公益社団法人 日本小児科学会 JAPAN PEDIATRIC SOCIETY

事例で防ぐ子どもの傷害 Injury Alert(傷害速報)

No.049:類似事例:凍らせたこんにゃくゼリーの誤嚥による窒息(No.49 ブドウの誤嚥による窒息の類似事例2)
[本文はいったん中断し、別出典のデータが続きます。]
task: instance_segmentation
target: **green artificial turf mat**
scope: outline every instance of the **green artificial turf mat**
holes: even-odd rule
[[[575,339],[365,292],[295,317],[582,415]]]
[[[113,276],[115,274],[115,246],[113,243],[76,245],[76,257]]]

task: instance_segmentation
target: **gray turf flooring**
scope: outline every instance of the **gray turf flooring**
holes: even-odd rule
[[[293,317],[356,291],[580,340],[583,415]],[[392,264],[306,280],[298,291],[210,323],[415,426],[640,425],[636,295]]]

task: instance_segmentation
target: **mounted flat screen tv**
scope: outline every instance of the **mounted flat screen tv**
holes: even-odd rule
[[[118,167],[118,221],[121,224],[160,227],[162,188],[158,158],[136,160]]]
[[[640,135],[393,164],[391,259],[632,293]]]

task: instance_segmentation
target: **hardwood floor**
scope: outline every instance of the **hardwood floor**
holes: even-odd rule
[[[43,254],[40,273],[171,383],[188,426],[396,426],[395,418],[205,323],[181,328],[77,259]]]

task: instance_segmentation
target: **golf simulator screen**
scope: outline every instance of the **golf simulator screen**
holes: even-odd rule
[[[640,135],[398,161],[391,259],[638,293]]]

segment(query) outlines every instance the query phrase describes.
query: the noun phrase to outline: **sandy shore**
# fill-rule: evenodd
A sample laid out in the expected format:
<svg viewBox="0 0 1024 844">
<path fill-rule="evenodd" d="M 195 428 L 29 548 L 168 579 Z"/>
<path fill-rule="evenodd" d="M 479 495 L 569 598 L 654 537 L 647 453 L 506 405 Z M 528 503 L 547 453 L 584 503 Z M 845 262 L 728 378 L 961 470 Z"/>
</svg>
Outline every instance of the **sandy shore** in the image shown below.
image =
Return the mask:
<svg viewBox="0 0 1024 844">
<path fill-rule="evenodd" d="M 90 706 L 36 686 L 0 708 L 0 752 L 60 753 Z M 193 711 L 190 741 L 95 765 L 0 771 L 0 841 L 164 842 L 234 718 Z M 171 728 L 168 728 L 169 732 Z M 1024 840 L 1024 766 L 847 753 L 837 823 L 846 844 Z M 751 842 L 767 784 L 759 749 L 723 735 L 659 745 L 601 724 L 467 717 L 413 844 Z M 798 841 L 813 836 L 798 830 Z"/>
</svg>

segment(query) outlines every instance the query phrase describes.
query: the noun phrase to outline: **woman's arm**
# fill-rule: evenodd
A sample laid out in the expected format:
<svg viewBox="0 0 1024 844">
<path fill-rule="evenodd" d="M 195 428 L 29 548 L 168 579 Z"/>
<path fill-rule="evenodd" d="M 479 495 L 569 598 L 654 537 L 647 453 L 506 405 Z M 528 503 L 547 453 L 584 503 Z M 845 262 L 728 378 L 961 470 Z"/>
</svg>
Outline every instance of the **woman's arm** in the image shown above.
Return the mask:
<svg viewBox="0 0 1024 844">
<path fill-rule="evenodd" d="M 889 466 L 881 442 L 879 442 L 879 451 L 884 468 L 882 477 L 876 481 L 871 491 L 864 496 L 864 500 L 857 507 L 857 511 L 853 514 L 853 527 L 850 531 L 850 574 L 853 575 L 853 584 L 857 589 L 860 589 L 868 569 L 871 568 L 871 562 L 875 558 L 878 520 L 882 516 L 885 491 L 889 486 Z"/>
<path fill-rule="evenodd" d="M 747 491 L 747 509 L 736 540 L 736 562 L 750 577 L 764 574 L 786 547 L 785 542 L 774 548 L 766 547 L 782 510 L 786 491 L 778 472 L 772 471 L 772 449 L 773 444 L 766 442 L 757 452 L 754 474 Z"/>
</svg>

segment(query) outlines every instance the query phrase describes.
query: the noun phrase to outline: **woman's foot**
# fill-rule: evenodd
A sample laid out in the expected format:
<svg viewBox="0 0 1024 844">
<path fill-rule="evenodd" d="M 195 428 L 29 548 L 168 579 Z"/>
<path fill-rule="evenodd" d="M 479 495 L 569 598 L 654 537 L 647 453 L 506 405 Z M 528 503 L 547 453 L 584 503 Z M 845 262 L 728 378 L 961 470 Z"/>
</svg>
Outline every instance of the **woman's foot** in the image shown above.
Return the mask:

タイトル凍らせたこんにゃくゼリーの誤嚥による窒息(No.49 ブドウの誤嚥による窒息の類似事例2)
事例年齢:2 歳 5 か月 性別:男児 体重:11.3kg 身長:85cm
傷害の種類窒息
原因対象物凍らせたこんにゃくゼリー
購入時期は不明、
商品 1 袋あたりのサイズ:(幅×奥行×高さ):160×60×230mm
臨床診断名誤嚥による窒息
医療費約 80,000 円(入院費込みの総額)
発生状況
_発生場所
友人宅
発生状況
_周囲の人・状況
母、患児の友人、友人の母の合計 4 人、食卓で対象物を食べていた。
発生状況
_発生時刻
2017 年 9 月 13 日 午前 10 時 45 分
発生状況
_発生時の詳しい様子と経緯
患児は母とともに友人宅に遊びに行っていた。その際、友人の母から凍らせ
たこんにゃくゼリーを提供され、患児と友人、患児の母、友人の母の4人で食
べていた。患児は椅子に座った状態で凍らせたこんにゃくゼリーを少量ずつか
じっていたが、最後に残った塊を一気に飲み込んだところ、急に顔面蒼白とな
り、立ち上がり母親に抱きついた。声を出せない状態であり、患児の母が背部
叩打を行い、5分程度で成人母指頭大のゼリーを吐出させた。吐き出したゼリ
ーは全体の 4/5 程度の大きさであった。誤嚥直後から意識混濁がみられたため、
救急要請した。救急隊現着時にも Japan coma scale(JCS)でⅠ-1 と軽度の意
識障害を認めていた。
治療経過と予後当院到着時には意識は清明で、バイタルサインに異常を認めなかった。身体
所見上、両肺に弱く rhonchi を聴取した。胸部 X 線検査で両側肺野にびまん性
の透過性低下、胸部 CT 検査で両肺に広範なスリガラス様陰影を認めた。全身状
態観察のため入院とし、誤嚥性肺炎を念頭に同日から静注抗菌薬による加療を
開始した。入院 2 日目の時点で、発熱はなく全身状態も良好であったため、抗
菌薬を内服薬に切り替え、退院とした。退院前に母親へ傷害予防教育を行った。
こんにゃくゼリー1 つを容器から直接吸引する場合のみならず、凍らせた状態
のこんにゃくゼリーを少量ずつかじっていた場合にも、本症例のように窒息の
リスクがあることが示唆された。